And analysts think that this is going to be a major stress point for Europe going forward.
“One of the most concrete geopolitical risks for Europe in the near future will be the complete or partial takeover of Libya by the militias of the so-called Islamic State,” writes Citi Research’s Tina Fordham.
“While the world’s attention was absorbed by the war in Syria, IS systematically increased its presence there in 2015. Their goal is to establish another resources-rich stronghold in the Arab world, thereby creating another stepping-stone towards the erection of a ‘new Caliphate,'” she added.

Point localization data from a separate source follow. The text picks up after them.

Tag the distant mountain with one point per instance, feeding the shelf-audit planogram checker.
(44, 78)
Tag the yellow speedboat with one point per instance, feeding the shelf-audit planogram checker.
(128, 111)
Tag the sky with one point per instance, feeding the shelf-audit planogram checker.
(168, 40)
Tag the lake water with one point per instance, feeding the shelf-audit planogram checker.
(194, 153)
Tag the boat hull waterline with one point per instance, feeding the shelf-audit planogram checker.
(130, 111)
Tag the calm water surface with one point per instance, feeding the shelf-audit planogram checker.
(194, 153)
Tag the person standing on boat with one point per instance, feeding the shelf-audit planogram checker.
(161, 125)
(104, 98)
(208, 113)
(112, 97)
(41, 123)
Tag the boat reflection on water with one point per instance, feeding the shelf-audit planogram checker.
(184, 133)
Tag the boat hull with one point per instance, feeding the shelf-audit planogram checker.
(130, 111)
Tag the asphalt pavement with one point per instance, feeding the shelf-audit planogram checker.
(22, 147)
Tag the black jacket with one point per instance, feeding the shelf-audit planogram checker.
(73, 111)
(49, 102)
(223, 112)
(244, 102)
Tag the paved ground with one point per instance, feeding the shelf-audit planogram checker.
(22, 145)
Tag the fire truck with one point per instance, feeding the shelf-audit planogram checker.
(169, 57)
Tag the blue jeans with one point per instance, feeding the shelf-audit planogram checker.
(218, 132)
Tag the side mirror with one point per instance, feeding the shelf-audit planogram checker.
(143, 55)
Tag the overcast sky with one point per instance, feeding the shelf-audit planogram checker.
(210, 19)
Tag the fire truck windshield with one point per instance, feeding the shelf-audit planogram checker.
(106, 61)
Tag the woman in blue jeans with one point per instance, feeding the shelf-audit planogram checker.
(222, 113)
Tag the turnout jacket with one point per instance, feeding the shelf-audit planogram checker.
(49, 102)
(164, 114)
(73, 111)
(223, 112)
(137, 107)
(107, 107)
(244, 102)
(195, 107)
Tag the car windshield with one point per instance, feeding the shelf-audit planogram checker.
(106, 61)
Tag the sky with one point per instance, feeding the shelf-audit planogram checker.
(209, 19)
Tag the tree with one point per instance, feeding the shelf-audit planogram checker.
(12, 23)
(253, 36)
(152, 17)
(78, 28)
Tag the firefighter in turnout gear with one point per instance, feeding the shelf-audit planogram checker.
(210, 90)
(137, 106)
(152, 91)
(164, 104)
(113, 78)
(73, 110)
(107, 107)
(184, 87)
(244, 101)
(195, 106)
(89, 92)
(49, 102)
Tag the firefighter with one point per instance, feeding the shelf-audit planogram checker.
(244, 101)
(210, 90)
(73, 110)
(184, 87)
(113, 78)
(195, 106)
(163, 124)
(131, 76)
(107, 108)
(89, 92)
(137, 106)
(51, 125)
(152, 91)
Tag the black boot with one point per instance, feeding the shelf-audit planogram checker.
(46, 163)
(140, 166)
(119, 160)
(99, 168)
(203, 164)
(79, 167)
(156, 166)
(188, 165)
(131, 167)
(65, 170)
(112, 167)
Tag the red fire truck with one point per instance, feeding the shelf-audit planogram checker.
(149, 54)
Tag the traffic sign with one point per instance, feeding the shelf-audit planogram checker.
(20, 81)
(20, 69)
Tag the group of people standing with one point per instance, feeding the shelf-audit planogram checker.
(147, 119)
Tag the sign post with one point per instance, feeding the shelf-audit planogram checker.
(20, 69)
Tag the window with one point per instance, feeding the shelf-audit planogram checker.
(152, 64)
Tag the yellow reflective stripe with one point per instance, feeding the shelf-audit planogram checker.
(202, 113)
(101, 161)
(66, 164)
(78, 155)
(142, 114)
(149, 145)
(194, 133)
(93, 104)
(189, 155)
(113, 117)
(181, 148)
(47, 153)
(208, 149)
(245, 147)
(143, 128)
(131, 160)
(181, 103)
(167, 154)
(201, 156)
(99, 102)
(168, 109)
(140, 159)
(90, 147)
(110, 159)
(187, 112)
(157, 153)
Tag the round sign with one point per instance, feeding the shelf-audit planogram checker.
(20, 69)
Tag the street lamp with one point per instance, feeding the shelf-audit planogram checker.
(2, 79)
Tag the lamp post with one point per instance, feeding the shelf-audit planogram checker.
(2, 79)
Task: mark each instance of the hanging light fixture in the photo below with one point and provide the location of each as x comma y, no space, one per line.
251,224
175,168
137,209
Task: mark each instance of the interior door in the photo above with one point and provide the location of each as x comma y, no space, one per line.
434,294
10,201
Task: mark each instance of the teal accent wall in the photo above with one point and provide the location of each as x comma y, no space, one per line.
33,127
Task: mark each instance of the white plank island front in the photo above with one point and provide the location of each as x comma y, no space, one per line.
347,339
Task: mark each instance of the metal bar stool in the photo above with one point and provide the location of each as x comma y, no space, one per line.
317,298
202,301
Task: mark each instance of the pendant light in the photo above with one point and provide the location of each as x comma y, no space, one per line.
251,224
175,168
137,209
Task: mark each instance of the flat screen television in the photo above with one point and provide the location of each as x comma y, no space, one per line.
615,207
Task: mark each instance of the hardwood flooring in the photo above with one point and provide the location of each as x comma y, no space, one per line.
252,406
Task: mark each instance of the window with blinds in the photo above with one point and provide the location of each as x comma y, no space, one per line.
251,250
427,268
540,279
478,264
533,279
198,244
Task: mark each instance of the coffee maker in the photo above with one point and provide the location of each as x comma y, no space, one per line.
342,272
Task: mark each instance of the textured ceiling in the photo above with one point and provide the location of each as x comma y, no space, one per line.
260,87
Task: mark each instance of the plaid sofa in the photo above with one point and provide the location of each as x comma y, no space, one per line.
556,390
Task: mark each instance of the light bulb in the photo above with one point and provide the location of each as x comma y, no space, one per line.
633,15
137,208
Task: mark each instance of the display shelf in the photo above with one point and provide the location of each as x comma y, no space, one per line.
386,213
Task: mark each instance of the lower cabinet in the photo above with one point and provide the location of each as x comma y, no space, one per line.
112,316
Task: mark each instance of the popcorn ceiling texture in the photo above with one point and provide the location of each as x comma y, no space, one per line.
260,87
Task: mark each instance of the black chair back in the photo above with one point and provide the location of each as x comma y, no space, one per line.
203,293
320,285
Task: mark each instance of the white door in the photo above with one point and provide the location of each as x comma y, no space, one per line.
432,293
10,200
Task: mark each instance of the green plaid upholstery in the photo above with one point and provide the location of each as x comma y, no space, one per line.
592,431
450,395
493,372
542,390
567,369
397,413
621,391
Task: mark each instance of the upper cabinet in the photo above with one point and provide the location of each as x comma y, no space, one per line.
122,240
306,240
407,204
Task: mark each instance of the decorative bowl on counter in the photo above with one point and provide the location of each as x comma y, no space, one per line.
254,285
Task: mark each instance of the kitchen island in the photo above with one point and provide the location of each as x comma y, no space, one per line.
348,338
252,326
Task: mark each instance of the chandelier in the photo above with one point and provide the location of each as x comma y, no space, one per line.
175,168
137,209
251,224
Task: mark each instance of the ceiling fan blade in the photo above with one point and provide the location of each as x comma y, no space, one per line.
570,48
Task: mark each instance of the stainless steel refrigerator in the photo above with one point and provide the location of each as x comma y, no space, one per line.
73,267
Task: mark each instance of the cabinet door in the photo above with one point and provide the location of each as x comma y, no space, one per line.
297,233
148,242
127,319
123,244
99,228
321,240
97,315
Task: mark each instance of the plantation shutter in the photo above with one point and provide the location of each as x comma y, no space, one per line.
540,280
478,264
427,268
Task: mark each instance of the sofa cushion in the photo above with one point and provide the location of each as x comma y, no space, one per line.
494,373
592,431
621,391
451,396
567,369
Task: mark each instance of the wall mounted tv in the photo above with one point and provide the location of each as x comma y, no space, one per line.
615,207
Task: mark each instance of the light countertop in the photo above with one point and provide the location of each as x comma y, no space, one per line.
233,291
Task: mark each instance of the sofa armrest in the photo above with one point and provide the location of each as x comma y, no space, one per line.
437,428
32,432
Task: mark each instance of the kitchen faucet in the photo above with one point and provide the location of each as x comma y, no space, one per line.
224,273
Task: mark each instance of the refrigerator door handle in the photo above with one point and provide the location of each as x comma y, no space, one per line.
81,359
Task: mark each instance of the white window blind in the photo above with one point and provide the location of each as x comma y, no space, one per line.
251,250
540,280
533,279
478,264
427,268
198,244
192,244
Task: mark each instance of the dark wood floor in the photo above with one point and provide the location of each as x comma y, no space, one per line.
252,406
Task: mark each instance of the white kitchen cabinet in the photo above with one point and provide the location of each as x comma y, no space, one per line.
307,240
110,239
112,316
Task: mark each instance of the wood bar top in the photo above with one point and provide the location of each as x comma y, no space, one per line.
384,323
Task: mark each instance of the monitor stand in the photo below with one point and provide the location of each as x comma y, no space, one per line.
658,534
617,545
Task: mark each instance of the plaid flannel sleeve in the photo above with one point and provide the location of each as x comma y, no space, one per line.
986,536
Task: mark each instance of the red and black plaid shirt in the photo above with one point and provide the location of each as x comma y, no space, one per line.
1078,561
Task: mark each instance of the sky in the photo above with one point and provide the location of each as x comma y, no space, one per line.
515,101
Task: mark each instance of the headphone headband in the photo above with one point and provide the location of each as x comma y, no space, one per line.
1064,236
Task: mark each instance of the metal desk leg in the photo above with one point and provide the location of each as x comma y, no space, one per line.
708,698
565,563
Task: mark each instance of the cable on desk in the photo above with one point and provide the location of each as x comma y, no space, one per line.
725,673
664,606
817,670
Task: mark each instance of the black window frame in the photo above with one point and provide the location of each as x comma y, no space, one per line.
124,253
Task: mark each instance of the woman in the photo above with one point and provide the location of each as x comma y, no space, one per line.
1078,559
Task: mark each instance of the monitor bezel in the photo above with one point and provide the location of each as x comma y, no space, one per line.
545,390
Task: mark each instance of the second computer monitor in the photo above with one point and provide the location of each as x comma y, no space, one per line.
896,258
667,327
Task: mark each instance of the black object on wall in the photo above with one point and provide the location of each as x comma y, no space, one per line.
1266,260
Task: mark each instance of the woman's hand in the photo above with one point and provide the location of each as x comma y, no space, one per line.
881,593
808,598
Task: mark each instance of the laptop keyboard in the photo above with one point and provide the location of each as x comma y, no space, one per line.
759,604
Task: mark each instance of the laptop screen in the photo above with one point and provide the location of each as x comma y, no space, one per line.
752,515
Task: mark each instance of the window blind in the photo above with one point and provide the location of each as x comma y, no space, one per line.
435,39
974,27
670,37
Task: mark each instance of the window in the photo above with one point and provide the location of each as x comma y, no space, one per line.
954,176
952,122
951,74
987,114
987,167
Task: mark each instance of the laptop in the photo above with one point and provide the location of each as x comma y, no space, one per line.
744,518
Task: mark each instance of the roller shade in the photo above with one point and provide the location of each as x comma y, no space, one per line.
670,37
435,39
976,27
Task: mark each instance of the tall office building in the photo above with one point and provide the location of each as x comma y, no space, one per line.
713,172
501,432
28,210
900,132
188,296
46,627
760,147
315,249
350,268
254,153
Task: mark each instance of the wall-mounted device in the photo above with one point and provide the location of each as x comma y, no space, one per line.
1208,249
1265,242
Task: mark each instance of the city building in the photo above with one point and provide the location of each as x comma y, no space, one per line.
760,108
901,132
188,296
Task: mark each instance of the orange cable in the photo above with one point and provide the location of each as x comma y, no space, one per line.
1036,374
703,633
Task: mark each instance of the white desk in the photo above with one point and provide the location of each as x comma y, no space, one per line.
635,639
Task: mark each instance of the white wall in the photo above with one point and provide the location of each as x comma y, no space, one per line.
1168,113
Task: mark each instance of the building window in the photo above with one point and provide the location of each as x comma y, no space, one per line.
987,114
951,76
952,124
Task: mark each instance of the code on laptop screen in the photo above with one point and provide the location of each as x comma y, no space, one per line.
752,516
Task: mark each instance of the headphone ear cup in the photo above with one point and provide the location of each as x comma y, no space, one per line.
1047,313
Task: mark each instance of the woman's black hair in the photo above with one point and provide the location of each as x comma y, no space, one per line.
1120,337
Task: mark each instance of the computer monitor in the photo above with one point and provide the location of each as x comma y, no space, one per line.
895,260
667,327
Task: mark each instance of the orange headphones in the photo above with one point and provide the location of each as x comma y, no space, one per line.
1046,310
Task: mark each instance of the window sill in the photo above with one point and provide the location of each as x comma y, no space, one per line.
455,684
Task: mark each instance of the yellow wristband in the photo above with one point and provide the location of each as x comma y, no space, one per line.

Although initially it may seem like Libya’s problems are kind of removed from Europe, Fordham points out two big reasons why ISIS’ presence in the state will be a big risk:
- The Arab Spring’s only success story could be ISIS’ next target. Once ISIS builds their stronghold in Libya, they are likely to try to exploit the political and economic weakness of the only success story of the Arab Spring: Tunisia. (For what it’s worth, Libya’s new, shaky government has been meeting in Tunisia.) “The West will have to dedicate considerable resources to the stabilisation of Tunisia over the next few years,” argues Fordham.
- A presence in Libya serves as an “ideal base” for organising further terrorist attacks on European soil. “The chances of the West of getting involved in a military intervention in Libya over the next year or two is very high,” warns Fordham.
Notably, things have been extremely chaotic in Libya since Muammar Gaddafi was overthrown in 2011, as two rival governments and numerous armed groups have been competing for power.
But back in mid-December, delegates from the various Libyan factions signed a deal to form a national unity government.
Some analysts think this could be a major turning point for the country and, subsequently, could mean that its oil may soon get back on the market — but others think that this just colours Libya’s whole situation with even more uncertainty.
“With over a million barrels currently shut-in due to the ongoing security and political challenges, it remains one of the few OPEC countries that could theoretically put substantial quantities of additional oil on the market this year,” an RBC Capital Markets team led by Helima Croft wrote.
However, “despite the progress, it is excessively soon to start penciling in the return of large quantities of additional Libyan barrels in the near term.”
Interestingly, Croft cites two reasons that somewhat overlap with Fordham’s aforementioned analysis as to why she and her team do not think that Libyan barrels aren’t going to flood the zone anytime soon: 1) the new government didn’t actually meet in Libya, but rather in Tunisia; and 2) the Islamic State has been keen on damaging Libya’s energy infrastructure.
In short, putting both Fordham’s and Croft’s arguments together, Libya’s looking like a huge geopolitical risk for Europe going forward — in terms of oil, security, and even political ideology.